Keep only the true changes in a massive table

Question

Keep only the true changes in a massive table

SQL_Surfer

SSCrazy Eights

Points: 8320
More actions
July 19, 2018 at 8:39 am

#373667

I've a history that got populated through a trigger when some change happened. Trigger had an issue and it was storing records in the history table whether there was an actual upate or not. Trigger is fixed now. Challange is how to clean up this massive table. We need to identify the records that got changed and remove others. Any better way to do this? Since this is a massive table, query is taking exteremly longer to return results.
I'm coming up with query like this
SELECT * FROM tbl_history a
INNER JOIN tbl_history b ON a.ID = b.ID
WHERE a.col1 <> b.col1
      OR a.col2 <> b.col2
      OR a.col3 <> b.col3
      OR a.col3 <> b.col3
      OR a.col4 <> b.col4
      OR a.col5 <> b.col5
      OR a.col6<> b.col6
      OR a.col7 <> b.col7
      OR a.col8 <> b.col8
      OR a.col9 <> b.col9
      OR a.col10 <> b.col10
      OR a.col11 <> b.col11

Viewing 4 posts - 1 through 4 (of 4 total)

You must be logged in to reply to this topic. Login to reply

Phil Parkin SSC Guru Points: 247227 More actions · Answer 1

SQL_Surfer - Thursday, July 19, 2018 8:39 AM
I've a history that got populated through a trigger when some change happened. Trigger had an issue and it was storing records in the history table whether there was an actual upate or not. Trigger is fixed now. Challange is how to clean up this massive table. We need to identify the records that got changed and remove others. Any better way to do this? Since this is a massive table, query is taking exteremly longer to return results.
I'm coming up with query like this
SELECT * FROM tbl_history a
INNER JOIN tbl_history b ON a.ID = b.ID
WHERE a.col1 <> b.col1
      OR a.col2 <> b.col2
      OR a.col3 <> b.col3
      OR a.col3 <> b.col3
      OR a.col4 <> b.col4
      OR a.col5 <> b.col5
      OR a.col6<> b.col6
      OR a.col7 <> b.col7
      OR a.col8 <> b.col8
      OR a.col9 <> b.col9
      OR a.col10 <> b.col10
      OR a.col11 <> b.col11

This query will not correctly handle the case where one of the columns being checked is a NULL. A method which does is as follows:
SELECT ... FROM ... WHERE EXISTS (SELECT a.col1, a.col2, ..., a.col11 EXCEPT SELECT b.col1, b.col2, ..., b.col11)
But it's not going to run fast.

SQL_Surfer SSCrazy Eights Points: 8320 More actions · Answer 2

Thanks, any idea to speed it up? May be do it in a batch?

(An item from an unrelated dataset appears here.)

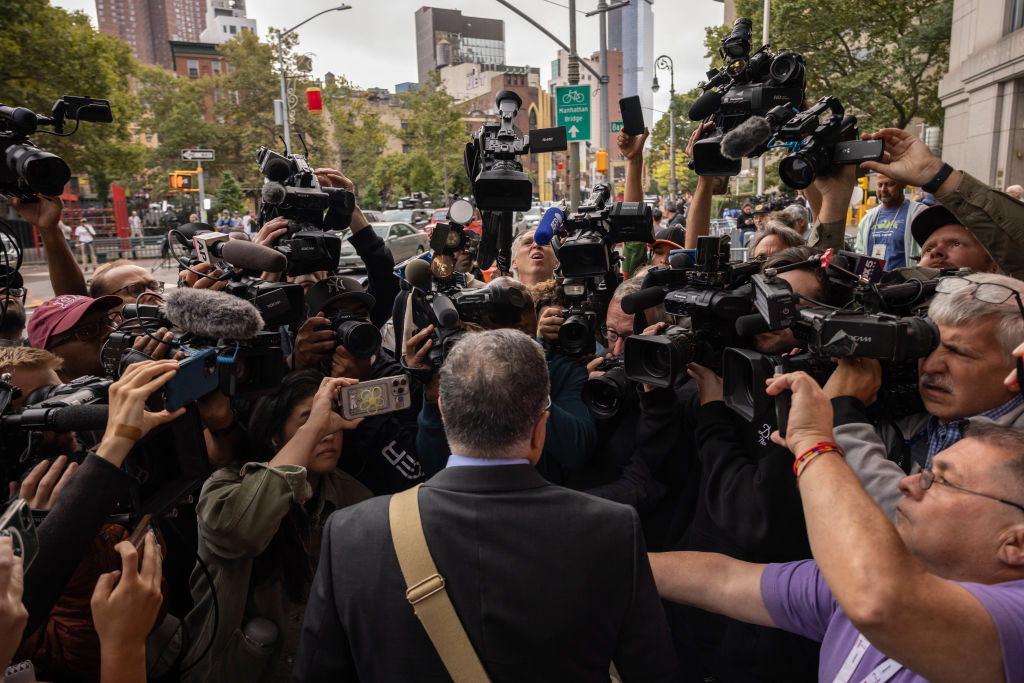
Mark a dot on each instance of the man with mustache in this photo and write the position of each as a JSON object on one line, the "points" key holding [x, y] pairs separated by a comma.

ScottPletcher SSC Guru Points: 101238 More actions · Answer 3

Wouldn't you want to do that the other way? That is, find rows where the previous row matches the next row -- i.e. no column changed -- so you could delete the older of those rows? Thus something like this (?):

WHERE a.col1 = b.col1 AND a.col2 = b.col2 AND a.col3 <> b.col3 ...

As to NULL issues, check the column constraints first: if the column is defined as NOT NULL, obviously you don't have to worry about NULLs for that particular column.

You didn't state it, but presumably ID is the clustering key on this table (not really the best idea of an audit table, but extremely common). If so, you'd update by going in batches thru the table and deleting rows that were dups of the prior row.

As to efficiency, perhaps a PARTITION BY col1, col2, col3, .... would work best, and would automatically take care of the NULL issue. Perhaps with some type of "gaps and islands" logic to determine which rows to delete. I/we would need more details about the table and its data to be sure on that one.

SQL DBA,SQL Server MVP(07, 08, 09) "It's a dog-eat-dog world, and I'm wearing Milk-Bone underwear." "Norm", on "Cheers". Also from "Cheers", from "Carla": "You need to know 3 things about Tortelli men: Tortelli men draw women like flies; Tortelli men treat women like flies; Tortelli men's brains are in their flies".